上一章講了WEB功能設計,本章繼續講下日誌實時分析設計。
《基於spark實時分析nginx請求日誌,自動封禁IP之一:web功能設計》
整體思路:從kafka集羣讀取請求日誌流,經過spark structured streaming(結構化流)實時分析,將觸發閾值的數據輸出至mysql。
1.數據源
nginx日誌通過syslog協議輸出至logstash,然後同時寫入es和kafka:
nginx -> logstash -> elasticsearch and kafka
logstash配置:
output {
elasticsearch {
……
}
## 儘可能在來源處排除無用日誌,減輕spark負擔
if [log_source] in ["ip1","ip2"] and ## 只分析對外nginx的日誌
[real_ip] !~ /10.\d{1,3}.\d{1,3}.\d{1,3}/ and ## 排除內網IP
[domain] != "" and ## 排除不需要分析的域名
[status] != "403" { ## IP拉黑後仍然有請求日誌,只是狀態爲403,因此排除403狀態日誌
kafka {
bootstrap_servers => 'ip1:9092,ip1:9092,ip3:9092' ## kafka集羣
topic_id => 'topic_nginxlog'
codec => plain {
format => "%{time_local},%{real_ip},%{domain},%{url_short}"
}
}
}
}
需要的日誌信息包括:請求時間、用戶IP、域名、URL(不含?後的參數)
2.spark結構化流與滑動窗口
結構化流是以spark sql爲基礎的可擴展的高容錯的數據處理引擎,利用它可以像處理靜態數據一樣處理流式數據。
結構化流底層通過micro-batch處理引擎,將數據流分成連續的小的批處理任務進行計算,實現0.1秒以內的延遲和exactly-once語義。
整個過程圍繞一個很重要的功能:sliding event-time window(基於日誌時間的滑動窗口)
滑動窗口的概念見下圖:
"窗口大小"對應規則表中的win_duration(時間範圍),"滑動週期"對應slide_duration(監控頻率)
這2個參數決定了規則使用spark計算資源的多少,窗口大小越多,說明每個batch需要處理的數據越多;滑動週期越小,說明需要處理的batch數量越多。
本案例中,窗口大小由用戶配置,滑動週期根據窗口的大小計算,以節約資源(slide_duration = math.ceil(win_duration/5))。

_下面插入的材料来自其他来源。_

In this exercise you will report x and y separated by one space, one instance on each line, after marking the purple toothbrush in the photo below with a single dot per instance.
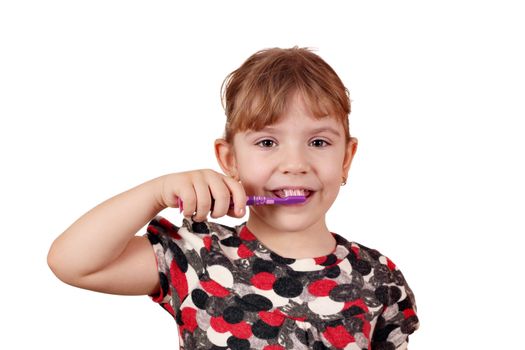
260 200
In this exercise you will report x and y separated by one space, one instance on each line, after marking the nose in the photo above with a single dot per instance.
294 160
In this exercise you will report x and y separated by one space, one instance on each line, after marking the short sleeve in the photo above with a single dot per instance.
178 261
398 319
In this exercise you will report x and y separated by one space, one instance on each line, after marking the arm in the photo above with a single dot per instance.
100 251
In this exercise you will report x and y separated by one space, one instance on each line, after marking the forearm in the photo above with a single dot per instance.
101 235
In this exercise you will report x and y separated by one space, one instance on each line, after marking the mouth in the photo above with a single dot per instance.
283 193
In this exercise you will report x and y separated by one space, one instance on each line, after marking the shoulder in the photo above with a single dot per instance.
373 265
162 229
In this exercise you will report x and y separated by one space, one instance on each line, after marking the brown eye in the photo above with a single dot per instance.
265 143
319 143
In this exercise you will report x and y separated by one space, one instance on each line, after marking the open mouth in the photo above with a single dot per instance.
295 192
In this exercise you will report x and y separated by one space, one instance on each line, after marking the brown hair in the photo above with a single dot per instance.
255 94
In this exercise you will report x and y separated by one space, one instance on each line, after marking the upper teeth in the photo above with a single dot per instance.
292 192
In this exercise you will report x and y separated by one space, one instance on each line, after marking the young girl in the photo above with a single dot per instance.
280 280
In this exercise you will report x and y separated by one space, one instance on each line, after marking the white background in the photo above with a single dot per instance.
97 97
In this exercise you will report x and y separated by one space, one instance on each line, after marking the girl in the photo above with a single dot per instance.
280 280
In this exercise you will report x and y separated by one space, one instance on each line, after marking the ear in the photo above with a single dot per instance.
351 148
225 155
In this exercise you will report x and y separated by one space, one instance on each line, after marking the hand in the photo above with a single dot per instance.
197 188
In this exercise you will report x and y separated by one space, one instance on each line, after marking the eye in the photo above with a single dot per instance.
319 142
266 143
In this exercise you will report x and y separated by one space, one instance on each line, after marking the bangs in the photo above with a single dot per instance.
257 94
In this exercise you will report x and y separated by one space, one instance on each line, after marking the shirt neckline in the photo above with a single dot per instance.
338 254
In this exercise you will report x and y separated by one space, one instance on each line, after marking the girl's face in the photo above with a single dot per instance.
296 152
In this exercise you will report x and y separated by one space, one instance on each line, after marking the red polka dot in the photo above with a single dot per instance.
272 318
263 280
214 288
321 288
207 242
408 312
390 264
320 260
358 302
189 318
219 324
246 235
181 284
338 336
244 252
273 347
241 330
168 226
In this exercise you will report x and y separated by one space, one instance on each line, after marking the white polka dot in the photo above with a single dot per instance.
221 275
352 346
325 306
219 339
306 265
276 299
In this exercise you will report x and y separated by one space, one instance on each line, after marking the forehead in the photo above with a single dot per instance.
300 124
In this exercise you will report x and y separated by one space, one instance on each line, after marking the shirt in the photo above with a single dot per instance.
226 290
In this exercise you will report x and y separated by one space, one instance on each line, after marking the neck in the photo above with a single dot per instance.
307 242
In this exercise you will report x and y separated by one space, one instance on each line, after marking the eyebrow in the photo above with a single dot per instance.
313 131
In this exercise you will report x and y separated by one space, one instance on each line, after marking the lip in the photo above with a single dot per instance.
312 193
293 188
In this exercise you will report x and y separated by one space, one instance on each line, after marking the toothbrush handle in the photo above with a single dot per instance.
252 200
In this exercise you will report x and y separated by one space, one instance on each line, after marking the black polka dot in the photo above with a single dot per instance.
199 298
254 303
264 331
345 292
231 241
388 295
333 272
153 238
409 325
199 227
260 265
179 256
330 260
287 287
352 311
384 346
281 260
233 314
361 266
215 306
238 344
178 318
302 335
318 345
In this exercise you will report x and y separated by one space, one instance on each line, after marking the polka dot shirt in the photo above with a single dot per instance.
226 290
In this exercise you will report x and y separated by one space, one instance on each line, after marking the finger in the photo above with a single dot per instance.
202 192
238 195
221 197
189 200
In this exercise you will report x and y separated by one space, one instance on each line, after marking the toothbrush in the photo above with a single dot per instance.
260 200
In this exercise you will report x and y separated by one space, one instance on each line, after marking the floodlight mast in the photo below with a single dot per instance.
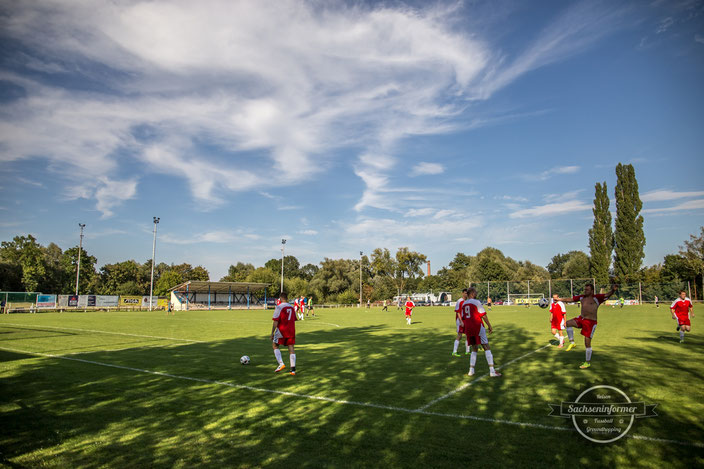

watermark delay允許數據遲到一定的時間,如設置爲1分鐘,上圖中00:00:18達到的時間戳爲00:00:05的數據會重新計算。
3.數據處理邏輯
3.1.從kafak中讀取數據,二進制數據轉換成string
selectExpr("CAST(value AS STRING)")
3.2.數據分割
以","分割,生成4個字段:req_time、real_ip、domain、url,其中req_time轉換爲timestamp類型,成爲event_time
.select(regexp_replace(regexp_replace(split("value",",")[0],"\+08:00",""),"T"," ").alias("req_time"),
split("value",",")[1].alias("real_ip"),
split("value",",")[2].alias("domain"),
split("value",",")[3].alias("url"))\
.selectExpr("CAST(req_time AS timestamp)","real_ip", "domain", "url")
3.3.允許數據延遲60秒,遲到超過60秒的數據丟棄
withWatermark("req_time", "60 seconds")
3.4.數據聚合
group by (real_ip,window) having count(*) > 請求閾值
.groupBy(
"real_ip",
window("req_time", str(i_rule.win_duration) + " seconds", str(i_rule.slide_duration) + " seconds")
).agg(F.count("*").alias("cnt")).filter("cnt >= " + str(i_rule.req_threshold))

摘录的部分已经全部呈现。